To ensure your Thai shareholders are fully prepared for the January 2026 DBD tightening, you should distribute this checklist at least four months before your target registration date. Under the new “seasoning” rules, the 3-month window is non-negotiable.

 

Pre-Incorporation Checklist for Thai Shareholders (2026 Compliance)

1. Banking & Capital Seasoning (The “T-Minus 90” Rule)

 

  • Account Verification: Ensure the shareholder has a personal Thai bank account in their legal name (matching their Thai ID exactly). Joint accounts are generally rejected for capital verification.
  • The 90-Day Window: Deposit the intended investment capital into this account at least 95 days before the planned filing date to allow a buffer.
  • Source of Funds: Ensure the deposit is traceable (e.g., salary transfer, sale of assets, or savings). Avoid large, unexplained cash deposits or transfers from the foreign partner’s account within this 90-day window, as these trigger “Nominee” flags.
  • Zero-Activity Warning: Do not withdraw these funds until the company registration is complete and the bank has issued the final certificate for the company’s new corporate account.

 

2. Document Readiness

Thai ID Card: Must be valid (not expired) and the chip must be readable.

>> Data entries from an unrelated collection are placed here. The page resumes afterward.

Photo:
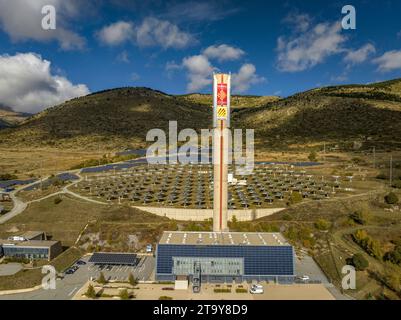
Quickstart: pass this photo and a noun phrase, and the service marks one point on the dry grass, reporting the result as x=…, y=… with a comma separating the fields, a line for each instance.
x=42, y=162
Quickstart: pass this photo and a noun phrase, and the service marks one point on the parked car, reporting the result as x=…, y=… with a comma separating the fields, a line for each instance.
x=304, y=278
x=256, y=289
x=70, y=271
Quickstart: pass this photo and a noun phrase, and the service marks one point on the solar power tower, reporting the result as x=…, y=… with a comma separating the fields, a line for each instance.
x=221, y=124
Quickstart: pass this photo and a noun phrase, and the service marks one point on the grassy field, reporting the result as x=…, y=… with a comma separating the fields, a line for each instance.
x=63, y=221
x=38, y=162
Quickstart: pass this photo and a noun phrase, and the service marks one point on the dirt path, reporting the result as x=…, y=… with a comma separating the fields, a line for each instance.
x=20, y=205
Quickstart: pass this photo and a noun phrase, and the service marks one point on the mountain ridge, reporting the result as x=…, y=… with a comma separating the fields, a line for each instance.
x=119, y=118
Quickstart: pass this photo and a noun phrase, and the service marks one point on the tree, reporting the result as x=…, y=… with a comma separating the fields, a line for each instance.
x=359, y=262
x=312, y=156
x=394, y=256
x=132, y=280
x=361, y=216
x=295, y=198
x=391, y=198
x=397, y=184
x=101, y=279
x=124, y=295
x=234, y=220
x=392, y=277
x=90, y=292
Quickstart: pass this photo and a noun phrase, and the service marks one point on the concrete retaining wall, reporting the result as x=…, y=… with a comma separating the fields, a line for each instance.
x=203, y=214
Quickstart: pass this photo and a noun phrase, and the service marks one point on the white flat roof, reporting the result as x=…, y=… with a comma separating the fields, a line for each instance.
x=224, y=238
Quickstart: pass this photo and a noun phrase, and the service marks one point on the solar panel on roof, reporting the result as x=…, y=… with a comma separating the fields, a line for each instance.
x=114, y=258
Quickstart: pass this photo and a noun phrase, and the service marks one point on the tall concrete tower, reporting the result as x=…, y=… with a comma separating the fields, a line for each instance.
x=221, y=124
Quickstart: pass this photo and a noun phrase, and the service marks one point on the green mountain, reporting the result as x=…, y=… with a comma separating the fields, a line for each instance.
x=341, y=115
x=120, y=118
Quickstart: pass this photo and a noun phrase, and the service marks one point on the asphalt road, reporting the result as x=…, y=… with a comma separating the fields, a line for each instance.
x=67, y=287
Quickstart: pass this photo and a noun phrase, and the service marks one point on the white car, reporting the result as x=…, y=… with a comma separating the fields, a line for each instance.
x=304, y=278
x=256, y=289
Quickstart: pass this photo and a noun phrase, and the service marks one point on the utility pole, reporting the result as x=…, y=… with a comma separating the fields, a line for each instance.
x=374, y=157
x=391, y=171
x=41, y=175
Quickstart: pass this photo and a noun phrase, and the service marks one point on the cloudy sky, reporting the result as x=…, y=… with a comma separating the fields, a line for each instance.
x=271, y=47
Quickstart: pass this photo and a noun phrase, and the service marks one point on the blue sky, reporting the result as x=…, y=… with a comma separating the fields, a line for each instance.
x=271, y=47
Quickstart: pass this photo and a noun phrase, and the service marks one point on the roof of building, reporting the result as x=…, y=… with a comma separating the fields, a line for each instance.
x=29, y=243
x=223, y=238
x=114, y=258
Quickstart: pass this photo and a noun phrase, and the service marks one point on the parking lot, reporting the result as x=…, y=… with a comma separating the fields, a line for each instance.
x=68, y=286
x=143, y=271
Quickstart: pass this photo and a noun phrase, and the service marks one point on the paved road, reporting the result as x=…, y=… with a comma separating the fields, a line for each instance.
x=305, y=265
x=20, y=206
x=65, y=289
x=68, y=287
x=142, y=271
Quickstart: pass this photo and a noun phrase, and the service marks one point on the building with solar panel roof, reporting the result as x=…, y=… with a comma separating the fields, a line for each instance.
x=224, y=256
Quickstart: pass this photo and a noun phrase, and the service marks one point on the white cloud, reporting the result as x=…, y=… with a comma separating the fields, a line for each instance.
x=116, y=33
x=359, y=56
x=123, y=57
x=300, y=22
x=199, y=72
x=150, y=33
x=307, y=49
x=223, y=52
x=27, y=85
x=156, y=32
x=245, y=77
x=21, y=20
x=389, y=61
x=200, y=10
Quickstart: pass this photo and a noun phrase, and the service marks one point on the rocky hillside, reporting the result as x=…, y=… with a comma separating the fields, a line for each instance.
x=347, y=116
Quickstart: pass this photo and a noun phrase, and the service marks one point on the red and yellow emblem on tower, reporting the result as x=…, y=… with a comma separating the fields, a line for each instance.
x=222, y=94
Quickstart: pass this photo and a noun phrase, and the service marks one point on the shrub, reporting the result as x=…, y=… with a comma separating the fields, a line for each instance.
x=391, y=198
x=295, y=198
x=371, y=246
x=322, y=224
x=397, y=184
x=90, y=292
x=361, y=216
x=359, y=262
x=124, y=295
x=312, y=156
x=394, y=256
x=392, y=277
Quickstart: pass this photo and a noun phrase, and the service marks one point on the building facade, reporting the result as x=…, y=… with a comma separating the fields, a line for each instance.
x=32, y=250
x=225, y=257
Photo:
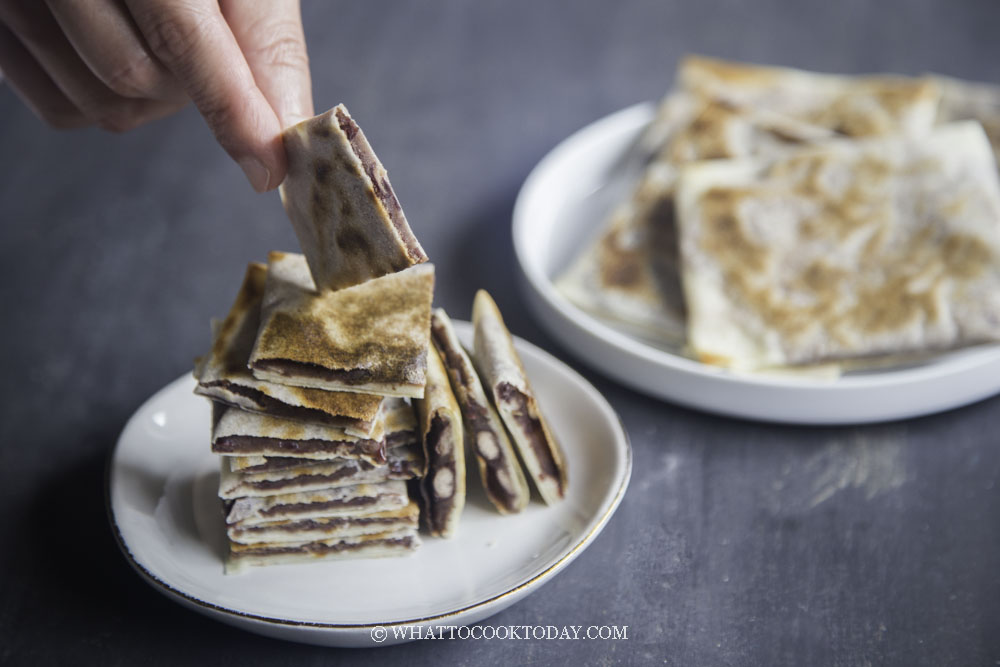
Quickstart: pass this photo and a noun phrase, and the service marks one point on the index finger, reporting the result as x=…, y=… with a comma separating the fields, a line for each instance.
x=193, y=40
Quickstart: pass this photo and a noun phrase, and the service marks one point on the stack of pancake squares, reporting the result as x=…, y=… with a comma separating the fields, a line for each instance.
x=312, y=370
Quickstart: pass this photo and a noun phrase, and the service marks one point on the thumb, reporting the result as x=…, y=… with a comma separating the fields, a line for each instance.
x=193, y=40
x=273, y=43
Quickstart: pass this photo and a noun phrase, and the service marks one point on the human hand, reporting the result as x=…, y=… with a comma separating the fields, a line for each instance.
x=120, y=63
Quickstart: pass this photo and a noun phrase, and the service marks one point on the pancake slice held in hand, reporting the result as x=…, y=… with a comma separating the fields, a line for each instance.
x=503, y=374
x=337, y=195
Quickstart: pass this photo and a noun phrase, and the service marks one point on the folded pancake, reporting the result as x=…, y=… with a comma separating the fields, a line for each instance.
x=485, y=435
x=443, y=483
x=309, y=530
x=404, y=463
x=371, y=337
x=501, y=371
x=223, y=374
x=854, y=106
x=397, y=428
x=965, y=100
x=337, y=195
x=846, y=250
x=378, y=545
x=340, y=501
x=238, y=432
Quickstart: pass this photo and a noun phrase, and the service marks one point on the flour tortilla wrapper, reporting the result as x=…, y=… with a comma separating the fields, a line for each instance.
x=502, y=373
x=223, y=374
x=343, y=209
x=966, y=100
x=404, y=463
x=628, y=275
x=310, y=530
x=853, y=106
x=341, y=501
x=370, y=338
x=440, y=419
x=848, y=250
x=241, y=433
x=485, y=435
x=401, y=542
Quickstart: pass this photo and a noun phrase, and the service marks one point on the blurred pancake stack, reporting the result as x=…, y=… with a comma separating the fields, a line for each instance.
x=788, y=220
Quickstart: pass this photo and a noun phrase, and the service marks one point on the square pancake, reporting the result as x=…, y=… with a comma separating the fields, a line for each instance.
x=396, y=427
x=238, y=433
x=308, y=530
x=340, y=501
x=223, y=374
x=369, y=338
x=403, y=463
x=399, y=542
x=843, y=251
x=853, y=106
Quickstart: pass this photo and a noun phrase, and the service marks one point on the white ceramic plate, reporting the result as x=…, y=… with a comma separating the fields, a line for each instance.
x=162, y=485
x=561, y=206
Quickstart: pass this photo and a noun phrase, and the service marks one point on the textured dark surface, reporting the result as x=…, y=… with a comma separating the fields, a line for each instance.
x=737, y=544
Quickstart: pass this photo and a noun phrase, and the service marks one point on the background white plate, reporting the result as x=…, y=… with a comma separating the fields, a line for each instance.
x=164, y=510
x=559, y=209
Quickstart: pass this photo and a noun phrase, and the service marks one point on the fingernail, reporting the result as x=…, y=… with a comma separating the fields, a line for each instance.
x=258, y=175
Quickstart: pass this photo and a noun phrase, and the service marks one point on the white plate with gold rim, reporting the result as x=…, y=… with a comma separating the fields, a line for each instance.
x=164, y=511
x=561, y=206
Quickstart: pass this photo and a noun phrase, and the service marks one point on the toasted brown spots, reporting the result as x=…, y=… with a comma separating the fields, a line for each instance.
x=379, y=329
x=895, y=282
x=724, y=236
x=322, y=170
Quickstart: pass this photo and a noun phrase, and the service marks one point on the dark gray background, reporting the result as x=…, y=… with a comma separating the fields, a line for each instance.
x=737, y=543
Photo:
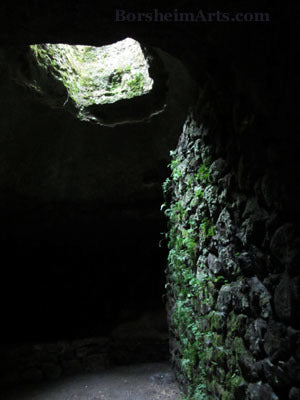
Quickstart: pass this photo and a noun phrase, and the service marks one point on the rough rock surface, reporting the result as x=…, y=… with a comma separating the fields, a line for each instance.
x=232, y=282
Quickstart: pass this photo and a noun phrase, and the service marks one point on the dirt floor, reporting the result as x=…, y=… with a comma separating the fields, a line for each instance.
x=136, y=382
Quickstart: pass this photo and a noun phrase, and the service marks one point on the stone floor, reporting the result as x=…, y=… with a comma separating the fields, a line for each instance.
x=136, y=382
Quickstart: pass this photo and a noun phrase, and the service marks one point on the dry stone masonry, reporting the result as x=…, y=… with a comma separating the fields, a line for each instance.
x=233, y=282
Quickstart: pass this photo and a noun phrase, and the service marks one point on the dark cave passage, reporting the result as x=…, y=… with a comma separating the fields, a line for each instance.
x=197, y=155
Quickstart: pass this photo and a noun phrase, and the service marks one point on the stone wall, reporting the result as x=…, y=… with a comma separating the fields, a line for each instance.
x=233, y=277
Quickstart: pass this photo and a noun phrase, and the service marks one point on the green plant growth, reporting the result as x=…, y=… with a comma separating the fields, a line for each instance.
x=201, y=347
x=136, y=84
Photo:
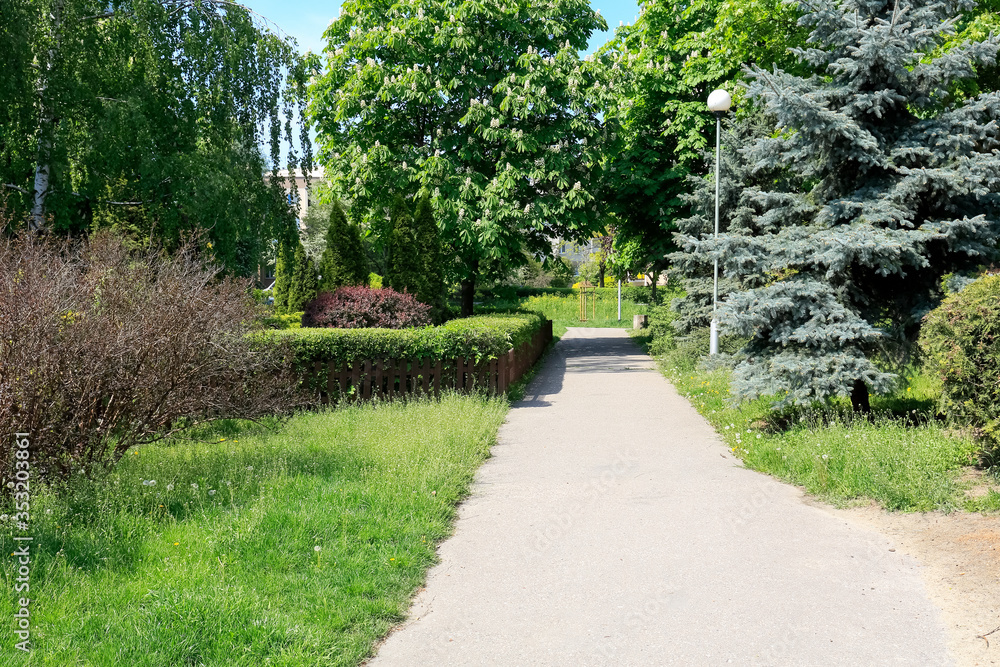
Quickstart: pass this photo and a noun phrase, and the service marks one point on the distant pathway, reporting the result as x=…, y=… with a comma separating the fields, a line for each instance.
x=611, y=527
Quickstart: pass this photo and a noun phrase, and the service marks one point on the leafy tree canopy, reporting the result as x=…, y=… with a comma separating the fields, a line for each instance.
x=483, y=106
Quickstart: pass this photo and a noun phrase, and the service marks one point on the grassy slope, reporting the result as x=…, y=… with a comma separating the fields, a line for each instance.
x=132, y=574
x=902, y=459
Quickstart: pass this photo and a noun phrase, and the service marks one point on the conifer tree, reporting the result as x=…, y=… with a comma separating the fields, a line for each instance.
x=428, y=237
x=739, y=213
x=406, y=266
x=283, y=269
x=898, y=181
x=343, y=262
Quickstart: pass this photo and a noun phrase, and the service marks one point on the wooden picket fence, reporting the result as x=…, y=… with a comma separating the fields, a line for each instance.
x=396, y=378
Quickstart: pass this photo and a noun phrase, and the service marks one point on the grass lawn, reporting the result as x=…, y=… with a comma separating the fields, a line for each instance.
x=902, y=457
x=564, y=311
x=217, y=562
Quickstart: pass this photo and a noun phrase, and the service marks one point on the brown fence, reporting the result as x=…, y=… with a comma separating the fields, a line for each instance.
x=393, y=378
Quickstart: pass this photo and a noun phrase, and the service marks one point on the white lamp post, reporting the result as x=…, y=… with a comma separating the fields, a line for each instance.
x=718, y=103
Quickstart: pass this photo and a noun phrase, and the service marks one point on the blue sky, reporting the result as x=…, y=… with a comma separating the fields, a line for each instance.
x=305, y=20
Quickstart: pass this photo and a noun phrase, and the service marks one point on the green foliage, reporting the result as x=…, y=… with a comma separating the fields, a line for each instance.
x=288, y=321
x=406, y=266
x=148, y=118
x=303, y=286
x=891, y=182
x=481, y=337
x=960, y=341
x=343, y=262
x=739, y=213
x=428, y=245
x=486, y=109
x=667, y=63
x=283, y=270
x=909, y=464
x=228, y=532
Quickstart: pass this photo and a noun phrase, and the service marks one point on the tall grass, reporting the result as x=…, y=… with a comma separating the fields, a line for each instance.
x=900, y=457
x=296, y=548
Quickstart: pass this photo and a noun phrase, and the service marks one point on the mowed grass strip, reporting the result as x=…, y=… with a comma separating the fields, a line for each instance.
x=217, y=562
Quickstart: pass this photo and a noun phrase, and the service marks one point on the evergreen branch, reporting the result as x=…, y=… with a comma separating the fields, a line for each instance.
x=895, y=15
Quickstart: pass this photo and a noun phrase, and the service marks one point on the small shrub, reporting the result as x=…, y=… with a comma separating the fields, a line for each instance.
x=960, y=341
x=364, y=307
x=102, y=350
x=288, y=321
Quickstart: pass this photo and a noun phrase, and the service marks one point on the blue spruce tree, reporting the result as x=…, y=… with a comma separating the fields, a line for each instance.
x=898, y=175
x=739, y=213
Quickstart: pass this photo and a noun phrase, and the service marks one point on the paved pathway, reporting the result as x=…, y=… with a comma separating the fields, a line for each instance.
x=611, y=527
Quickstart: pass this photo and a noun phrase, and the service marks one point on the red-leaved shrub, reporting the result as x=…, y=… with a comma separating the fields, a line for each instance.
x=360, y=307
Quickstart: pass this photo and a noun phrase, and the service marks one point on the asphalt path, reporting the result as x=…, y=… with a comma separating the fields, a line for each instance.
x=612, y=527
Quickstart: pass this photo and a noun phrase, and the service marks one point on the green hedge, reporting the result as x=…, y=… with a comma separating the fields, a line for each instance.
x=482, y=337
x=960, y=341
x=631, y=293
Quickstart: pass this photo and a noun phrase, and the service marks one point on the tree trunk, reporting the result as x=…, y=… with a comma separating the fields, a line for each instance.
x=468, y=295
x=859, y=397
x=46, y=125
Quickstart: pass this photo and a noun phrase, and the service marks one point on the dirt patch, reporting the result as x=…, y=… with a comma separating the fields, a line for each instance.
x=961, y=557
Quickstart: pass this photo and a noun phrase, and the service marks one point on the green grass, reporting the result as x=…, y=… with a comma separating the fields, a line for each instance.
x=901, y=457
x=564, y=311
x=216, y=563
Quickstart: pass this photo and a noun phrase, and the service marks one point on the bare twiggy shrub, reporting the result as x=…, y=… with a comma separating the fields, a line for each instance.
x=102, y=349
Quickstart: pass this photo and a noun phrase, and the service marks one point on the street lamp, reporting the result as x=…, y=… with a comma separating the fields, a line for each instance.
x=718, y=103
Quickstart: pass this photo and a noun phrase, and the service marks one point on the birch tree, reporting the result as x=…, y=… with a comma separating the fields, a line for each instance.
x=148, y=116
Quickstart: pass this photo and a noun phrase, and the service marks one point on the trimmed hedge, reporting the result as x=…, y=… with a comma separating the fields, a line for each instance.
x=482, y=337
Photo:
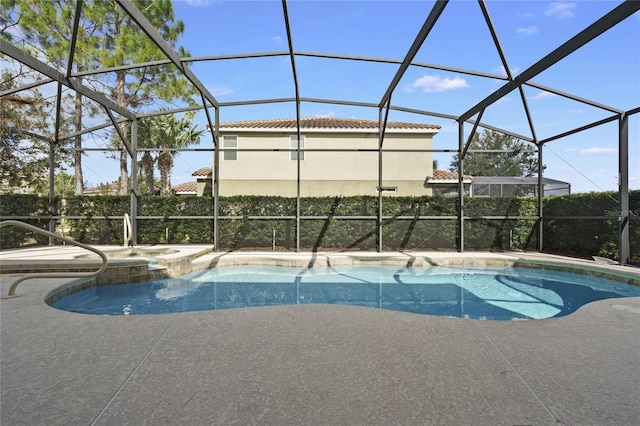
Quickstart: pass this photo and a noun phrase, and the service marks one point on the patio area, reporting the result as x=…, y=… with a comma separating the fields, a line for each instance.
x=315, y=365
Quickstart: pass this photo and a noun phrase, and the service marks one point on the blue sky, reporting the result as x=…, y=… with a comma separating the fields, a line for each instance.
x=606, y=70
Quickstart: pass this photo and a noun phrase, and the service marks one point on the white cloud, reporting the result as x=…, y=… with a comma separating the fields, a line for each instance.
x=530, y=30
x=436, y=83
x=560, y=10
x=599, y=151
x=221, y=91
x=542, y=95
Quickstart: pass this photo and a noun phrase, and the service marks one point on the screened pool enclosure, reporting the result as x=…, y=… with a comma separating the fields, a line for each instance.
x=454, y=65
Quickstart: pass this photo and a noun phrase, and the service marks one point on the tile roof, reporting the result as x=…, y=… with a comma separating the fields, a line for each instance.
x=324, y=123
x=185, y=187
x=446, y=175
x=202, y=172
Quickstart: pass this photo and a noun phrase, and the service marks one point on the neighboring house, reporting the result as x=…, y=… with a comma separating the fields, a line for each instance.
x=329, y=162
x=329, y=165
x=446, y=183
x=502, y=186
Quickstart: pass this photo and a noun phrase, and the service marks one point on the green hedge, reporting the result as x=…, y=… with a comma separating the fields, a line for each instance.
x=401, y=230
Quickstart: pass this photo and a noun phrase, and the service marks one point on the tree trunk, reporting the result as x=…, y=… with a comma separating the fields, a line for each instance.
x=165, y=164
x=77, y=155
x=147, y=170
x=124, y=155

House Registration (Tabien Baan): A copy of the page showing the shareholder’s current permanent address.

Digital Signature (DBD Biz Regist): The shareholder must have a Thai ID with a valid digital certificate or be registered with the D.DOPA app for identity verification.

 

3. Transaction Alignment

Exact Match: When it is time to “pay” for the shares, the transfer must be for the exact amount specified in the Memorandum of Association (MOA).

Example: If the shares are 510,000 THB, the transfer must be exactly 510,000 THB—not 511,000 THB to “cover fees.”

Bank Statement Request: Request a formal 3-month Statement (not just a mini-statement from an ATM) from the bank. It must be stamped and signed by a bank officer. The Corporate Governance  is close.

 

Summary of the New “Red Flags” (DBD 2026)

The DBD’s automated auditing system will now automatically flag applications for manual interview if any of the following occur:

Red Flag

Description

Risk Level

“Instant Capital”

Capital appearing in the account less than 30 days before filing.

High (Likely Rejection)

“Circular Funding”

Funds transferred from a foreign entity to a Thai shareholder just to be used as capital.

High (Nominee Audit)

“Low Income”

Shareholder’s historical bank activity does not support the ability to have saved the investment amount.

Medium (Interview Required)

“Multi-Company”

The Thai shareholder is already a director/shareholder in 5+ other foreign-affiliated companies.

Medium (In-person Interview)

 

Critical “Action” Item for the Foreign Partner

If you are the foreign investor, do not send the investment capital to the Thai shareholder’s account. They must be able to demonstrate that the funds are their own. If they do not have the liquidity, you should consider a Joint Venture Agreement (JVA) that clearly outlines a loan structure, though this is subject to even higher scrutiny in 2026.